Director, Australian Institute of Health and
Welfare National Perinatal Statistics Unit, University of Sydney, NSW

  1. National Health and Medical Research Council. Report on maternal deaths in Australia 1988-90. Canberra: AGPS, 1993.
  2. Australian Bureau of Statistics. Perinatal deaths, Australia 1993. Canberra: ABS, 1994. (Catalogue No. 3304.0.)
  3. Lancaster P, Huang J, Pedisich E. Australia's mothers and babies 1992. Sydney: AIHW National Perinatal Statistics Unit, 1995.
  4. Australian Bureau of Statistics. Births, Australia 1993. Canberra: ABS, 1994. (Catalogue No. 3301.0.)
  5. Chan A, Scott J, McCaul K, Keane R. Pregnancy outcome in South Australia 1992. Adelaide: South Australian Health Commission, 1993.

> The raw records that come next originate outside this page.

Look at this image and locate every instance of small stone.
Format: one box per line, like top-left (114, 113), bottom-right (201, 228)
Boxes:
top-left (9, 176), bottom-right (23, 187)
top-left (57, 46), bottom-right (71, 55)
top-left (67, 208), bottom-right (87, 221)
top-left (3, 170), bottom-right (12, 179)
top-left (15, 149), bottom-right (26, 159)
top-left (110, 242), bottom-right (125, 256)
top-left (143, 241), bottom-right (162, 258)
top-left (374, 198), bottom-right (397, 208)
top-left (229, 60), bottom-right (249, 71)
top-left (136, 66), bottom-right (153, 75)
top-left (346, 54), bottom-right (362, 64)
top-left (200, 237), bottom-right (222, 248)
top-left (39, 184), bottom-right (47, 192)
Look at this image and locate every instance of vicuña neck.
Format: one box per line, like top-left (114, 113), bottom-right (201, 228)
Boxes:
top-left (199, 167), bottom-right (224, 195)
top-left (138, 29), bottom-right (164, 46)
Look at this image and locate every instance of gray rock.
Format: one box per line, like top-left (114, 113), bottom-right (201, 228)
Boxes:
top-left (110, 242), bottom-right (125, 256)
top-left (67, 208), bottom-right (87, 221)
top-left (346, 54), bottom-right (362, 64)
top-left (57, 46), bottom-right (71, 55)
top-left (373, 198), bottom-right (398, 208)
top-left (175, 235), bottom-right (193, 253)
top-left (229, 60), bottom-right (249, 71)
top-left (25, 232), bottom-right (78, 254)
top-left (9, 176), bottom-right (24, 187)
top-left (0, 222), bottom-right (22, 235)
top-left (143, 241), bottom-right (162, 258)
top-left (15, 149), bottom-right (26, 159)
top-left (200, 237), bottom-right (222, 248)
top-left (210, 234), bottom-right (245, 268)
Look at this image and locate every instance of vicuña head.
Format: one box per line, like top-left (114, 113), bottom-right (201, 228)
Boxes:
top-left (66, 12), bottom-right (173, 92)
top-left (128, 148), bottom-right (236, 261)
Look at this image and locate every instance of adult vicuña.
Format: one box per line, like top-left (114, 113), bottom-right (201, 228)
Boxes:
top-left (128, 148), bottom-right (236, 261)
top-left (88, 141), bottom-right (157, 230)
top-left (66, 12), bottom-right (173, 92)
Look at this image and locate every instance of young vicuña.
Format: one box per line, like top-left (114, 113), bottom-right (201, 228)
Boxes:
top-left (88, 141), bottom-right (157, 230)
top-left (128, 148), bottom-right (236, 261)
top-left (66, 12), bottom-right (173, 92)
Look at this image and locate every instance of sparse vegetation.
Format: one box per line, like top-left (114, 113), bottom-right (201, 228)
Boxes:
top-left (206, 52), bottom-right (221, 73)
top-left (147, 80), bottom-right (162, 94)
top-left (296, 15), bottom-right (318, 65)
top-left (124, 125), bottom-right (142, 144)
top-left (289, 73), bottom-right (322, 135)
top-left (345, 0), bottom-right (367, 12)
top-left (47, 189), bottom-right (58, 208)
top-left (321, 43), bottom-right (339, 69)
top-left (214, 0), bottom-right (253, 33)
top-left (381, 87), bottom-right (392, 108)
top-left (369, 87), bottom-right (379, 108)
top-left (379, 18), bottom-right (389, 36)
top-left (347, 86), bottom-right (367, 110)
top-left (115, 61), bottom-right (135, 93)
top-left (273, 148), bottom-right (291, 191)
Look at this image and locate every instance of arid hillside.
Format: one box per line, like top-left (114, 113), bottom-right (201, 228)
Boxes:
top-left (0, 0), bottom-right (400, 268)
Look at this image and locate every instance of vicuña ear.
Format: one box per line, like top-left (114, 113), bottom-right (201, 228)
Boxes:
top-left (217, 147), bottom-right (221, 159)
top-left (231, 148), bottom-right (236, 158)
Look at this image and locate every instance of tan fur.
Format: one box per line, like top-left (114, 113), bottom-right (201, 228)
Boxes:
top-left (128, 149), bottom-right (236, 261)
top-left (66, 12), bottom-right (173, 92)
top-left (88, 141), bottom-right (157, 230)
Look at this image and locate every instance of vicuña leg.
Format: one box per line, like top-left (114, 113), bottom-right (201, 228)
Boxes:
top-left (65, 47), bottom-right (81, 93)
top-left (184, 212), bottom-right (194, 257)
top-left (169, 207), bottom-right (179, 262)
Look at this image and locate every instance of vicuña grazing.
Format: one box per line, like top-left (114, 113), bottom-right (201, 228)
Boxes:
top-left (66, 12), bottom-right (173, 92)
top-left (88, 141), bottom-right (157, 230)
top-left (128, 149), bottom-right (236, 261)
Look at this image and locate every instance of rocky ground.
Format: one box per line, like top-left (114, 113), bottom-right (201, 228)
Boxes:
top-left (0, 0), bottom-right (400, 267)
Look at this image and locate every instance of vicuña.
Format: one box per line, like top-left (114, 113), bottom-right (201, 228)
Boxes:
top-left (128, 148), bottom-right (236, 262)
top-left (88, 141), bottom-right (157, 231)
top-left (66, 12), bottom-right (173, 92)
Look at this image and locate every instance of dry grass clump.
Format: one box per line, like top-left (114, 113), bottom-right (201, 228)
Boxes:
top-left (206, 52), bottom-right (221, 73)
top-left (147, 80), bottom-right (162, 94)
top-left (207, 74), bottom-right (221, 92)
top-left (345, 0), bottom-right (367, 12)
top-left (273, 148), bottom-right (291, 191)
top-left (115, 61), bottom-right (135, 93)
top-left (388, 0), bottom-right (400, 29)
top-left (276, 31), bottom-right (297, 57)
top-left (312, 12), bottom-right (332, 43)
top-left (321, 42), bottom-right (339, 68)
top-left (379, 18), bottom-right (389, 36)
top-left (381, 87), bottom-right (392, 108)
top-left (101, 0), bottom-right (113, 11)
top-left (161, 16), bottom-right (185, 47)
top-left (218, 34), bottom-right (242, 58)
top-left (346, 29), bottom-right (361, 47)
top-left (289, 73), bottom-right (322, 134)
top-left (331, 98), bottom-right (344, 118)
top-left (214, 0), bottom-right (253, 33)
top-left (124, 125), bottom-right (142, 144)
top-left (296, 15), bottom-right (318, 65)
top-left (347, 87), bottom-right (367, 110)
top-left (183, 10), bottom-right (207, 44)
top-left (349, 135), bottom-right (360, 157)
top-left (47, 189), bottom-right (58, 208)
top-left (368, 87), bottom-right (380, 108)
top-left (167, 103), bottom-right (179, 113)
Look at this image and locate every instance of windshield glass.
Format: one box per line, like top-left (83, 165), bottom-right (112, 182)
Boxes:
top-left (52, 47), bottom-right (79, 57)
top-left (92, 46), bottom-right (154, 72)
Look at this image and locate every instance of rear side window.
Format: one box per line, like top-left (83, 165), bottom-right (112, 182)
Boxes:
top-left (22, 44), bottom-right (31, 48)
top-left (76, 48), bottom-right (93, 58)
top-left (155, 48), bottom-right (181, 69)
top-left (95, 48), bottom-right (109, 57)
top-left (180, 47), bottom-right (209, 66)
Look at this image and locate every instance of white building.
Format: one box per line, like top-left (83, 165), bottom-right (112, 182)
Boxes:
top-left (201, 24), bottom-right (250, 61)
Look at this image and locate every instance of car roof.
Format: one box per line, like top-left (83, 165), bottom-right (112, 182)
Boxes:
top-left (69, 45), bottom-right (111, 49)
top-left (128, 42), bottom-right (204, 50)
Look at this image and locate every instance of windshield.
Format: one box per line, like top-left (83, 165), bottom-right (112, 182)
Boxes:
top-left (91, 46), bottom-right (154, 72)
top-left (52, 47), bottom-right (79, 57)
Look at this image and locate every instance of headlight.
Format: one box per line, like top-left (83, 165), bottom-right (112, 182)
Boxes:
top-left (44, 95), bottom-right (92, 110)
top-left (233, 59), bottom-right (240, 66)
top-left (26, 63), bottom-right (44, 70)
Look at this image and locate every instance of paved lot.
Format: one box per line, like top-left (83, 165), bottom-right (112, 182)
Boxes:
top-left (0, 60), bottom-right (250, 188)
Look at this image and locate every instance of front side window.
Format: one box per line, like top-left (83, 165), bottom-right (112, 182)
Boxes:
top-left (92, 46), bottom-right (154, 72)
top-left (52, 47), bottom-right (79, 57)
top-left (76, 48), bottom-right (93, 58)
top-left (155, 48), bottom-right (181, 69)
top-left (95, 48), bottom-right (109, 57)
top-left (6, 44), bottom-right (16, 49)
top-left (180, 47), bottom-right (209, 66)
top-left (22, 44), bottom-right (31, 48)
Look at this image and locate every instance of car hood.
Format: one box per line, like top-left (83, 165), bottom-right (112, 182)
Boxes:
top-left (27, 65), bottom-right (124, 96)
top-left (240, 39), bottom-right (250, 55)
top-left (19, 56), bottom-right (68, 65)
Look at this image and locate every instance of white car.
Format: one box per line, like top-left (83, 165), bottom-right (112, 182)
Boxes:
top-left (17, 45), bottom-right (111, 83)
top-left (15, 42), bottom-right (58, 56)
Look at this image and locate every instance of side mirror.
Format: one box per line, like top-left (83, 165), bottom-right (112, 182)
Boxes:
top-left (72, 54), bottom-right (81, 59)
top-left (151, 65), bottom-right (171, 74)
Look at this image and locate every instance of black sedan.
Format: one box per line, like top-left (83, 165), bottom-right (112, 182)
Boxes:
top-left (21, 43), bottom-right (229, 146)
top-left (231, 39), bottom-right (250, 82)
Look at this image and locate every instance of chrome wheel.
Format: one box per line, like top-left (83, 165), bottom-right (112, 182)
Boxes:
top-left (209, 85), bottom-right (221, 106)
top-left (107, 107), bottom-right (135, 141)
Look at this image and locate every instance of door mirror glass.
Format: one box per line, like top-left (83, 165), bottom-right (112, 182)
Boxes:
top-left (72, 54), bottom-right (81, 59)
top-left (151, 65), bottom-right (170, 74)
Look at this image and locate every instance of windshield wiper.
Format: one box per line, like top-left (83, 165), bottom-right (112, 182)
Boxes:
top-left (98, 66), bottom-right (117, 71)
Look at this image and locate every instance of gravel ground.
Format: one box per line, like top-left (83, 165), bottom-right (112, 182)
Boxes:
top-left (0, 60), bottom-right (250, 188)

  6. Guevara V, Taylor L. The health of mothers born in non-English-speaking countries and their babies, NSW 1990-1993. New South Wales Public Health Bull 1995; 6 Suppl S2: 1-52.
  7. Myers SA, Gleicher N. A successful program to lower cesarean section rates. N Engl J Med 1988; 319: 1511-1516.
  8. Perinatal Data Collection Unit. The Consultative Council on Obstetric and Paediatric Mortality and Morbidity. Births in Victoria 1983-1992. Melbourne: Department of Health and Community Services, 1994.
  9. Gee V. Perinatal statistics in Western Australia. Tenth annual report of the Western Australian Midwives Notification System, 1992. Perth: Health Department of Western Australia, 1993.